[comp.unix.wizards] Specifying tty delimiter characters

gnu@hoptoad.uucp (John Gilmore) (05/11/88)

wcs@skep2.ATT.COM (Bill.Stewart.<ho95c>) wrote:
> One feature I've wished was available in a TTY driver is the ability to
> specify a bunch of characters (e.g. control characters), and tell it
> to "read until N input characters or a special character".

The Data General AOS system implemented this uniformly across the file
system.  If you did "data sensitive" reads, it would read up to a delimiter
and just return you that much.  This was true of files as well as devices.
You could default the delimiter table (to CR, NL, FF, NUL, etc) or specify
it, as a 256-bit table.  The data-sensitive mode could be specified at
open time, or on individual reads.

On a Unix system, I suspect that the right place to make this pervasive
is in standard I/O.  On disk files, it would itself scan for the
delimiters; on ttys on old Unix systems, it would do raw mode reads; on
ttys on enhanced Unix systems, it could pass the delimiter table to the
kernel and let it terminate a longer, less resource-ful read.  You'd
need to define and implement a couple of new stdio functions for "read
up to delimiter", "set delimiter table", and "write up to delimiter".
Then wait til enough people use them so that the kernels can be
improved to deal.
-- 
John Gilmore  {sun,pacbell,uunet,pyramid,ihnp4}!hoptoad!gnu        gnu@toad.com
"Use the Source, Luke...."

rbj@icst-cmr.arpa (Root Boy Jim) (05/13/88)

   wcs@skep2.ATT.COM (Bill.Stewart.<ho95c>) wrote:
   > One feature I've wished was available in a TTY driver is the ability to
   > specify a bunch of characters (e.g. control characters), and tell it
   > to "read until N input characters or a special character".

Why don't you just write a wrapper function to do this?

	(Root Boy) Jim Cottrell	<rbj@icst-cmr.arpa>
	National Bureau of Standards
	Flamer's Hotline: (301) 975-5688
	The opinions expressed are solely my own
	and do not reflect NBS policy or agreement
I need to discuss BUY-BACK PROVISIONS with at least six studio SLEAZEBALLS!!

duncan@comp.vuw.ac.nz (Duncan McEwan) (05/18/88)

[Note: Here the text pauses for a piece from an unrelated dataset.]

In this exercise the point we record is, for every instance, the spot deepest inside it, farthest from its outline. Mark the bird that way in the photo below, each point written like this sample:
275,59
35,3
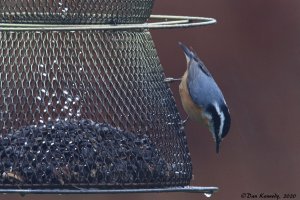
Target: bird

In article <14341@brl-adm.ARPA> rbj@icst-cmr.arpa (Root Boy Jim) writes:
>   wcs@skep2.ATT.COM (Bill.Stewart.<ho95c>) wrote:
>   > One feature I've wished was available in a TTY driver is the ability to
>   > specify a bunch of characters (e.g. control characters), and tell it
>   > to "read until N input characters or a special character".
>
>Why don't you just write a wrapper function to do this?

A wrapper function could certainly do the job, but one possible reason for
putting it in the kernel would be to allow for programs that need the
flexibility but don't want the overhead of running in raw or cbreak modes.  For
example command line editing shells only need to gain control when an editing
character is typed.  Most (?) of the time the user does not edit the command
line.

I don't know how hard this facility would be to add - I guess the `additional
break character' of the 4.[23]bsd tty driver could be made into a bitmap,
and an ioctl added to alter it.

Unfortunately, inadvertently leaving a tty with a break character mask that did
not correspond to current unix behaviour would probably break many programs
that expect to get a full line when they read from a tty.  With the increasing
use of personal workstations, is the saving of a little extra load on the cpu
due to shells wanting to run in cbreak or raw mode worth these problems?